Les greffiers sont des officiers ministériels assermentés. Les écrits qu’ils dressent dans l’exercice de leurs fonctions sont probants.
Les greffiers sont principalement chargés de :
- dresser et conserver les minutes des actes de la juridiction qu’ils desservent ; leur présence à l’audience est donc indispensable. Les feuilles d’audience permettent de contrôler par la suite si la procédure s’est déroulée correctement ;
- tenir le rôle d’audience (livre qui contient l’ordre de succession des affaires) ;
- classer et répertorier les actes ;
- délivrer copies, extraits ou expéditions de ces actes ;
- garder les documents et pièces à conviction déposés aux greffes.
Les greffiers sont nommés par le Roi selon une procédure établie par la loi.

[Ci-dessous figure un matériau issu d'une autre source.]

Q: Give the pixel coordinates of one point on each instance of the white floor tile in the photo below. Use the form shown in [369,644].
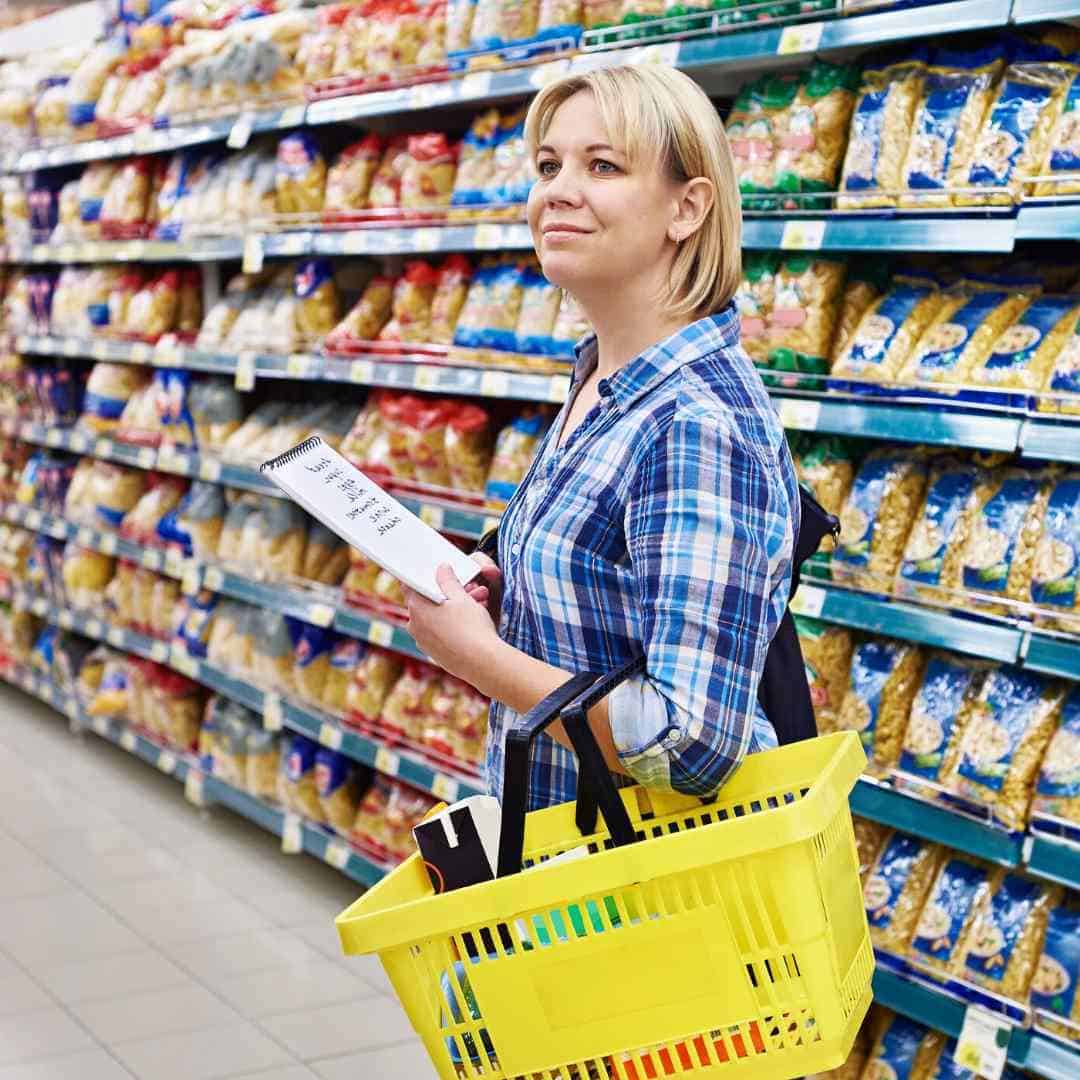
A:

Dans une assemblée parlementaire, le greffier veille au bon déroulement des travaux, assiste le président en toutes circonstances et notamment lors des séances plénières et autres réunions. Il assure les convocations ainsi que l’impression et la distribution des documents parlementaires. Il signe toute délibération de l’assemblée ou de son bureau, dresse le procès-verbal des séances plénières et des réunions du Bureau et du Bureau élargi ou de la Conférence des présidents. Il assume l’exécution des décisions de l’assemblée, garde les archives de celle-ci et, en tant que secrétaire général, en dirige l’administration. Il est nommé par l’assemblée en dehors de ses membres. Le Parlement bruxellois nomme également un greffier adjoint, de l’autre rôle linguistique que le greffier. Tous deux remplissent également les mêmes fonctions pour l’Assemblée réunie de la Commission communautaire commune (COCOM).
Le greffier provincial (dénommé directeur général provincial en Région wallonne) est lui aussi un fonctionnaire public. Il est chargé de rédiger les procès-verbaux du conseil provincial et du collège provincial (en Région wallonne) ou de la députation (en Région flamande), de les authentifier, d’en délivrer expédition, de contresigner les règlements et ordonnances, de recevoir dépôt du sceau provincial et des archives. Il est le directeur du personnel provincial. Il est nommé par le conseil provincial en dehors de ses membres.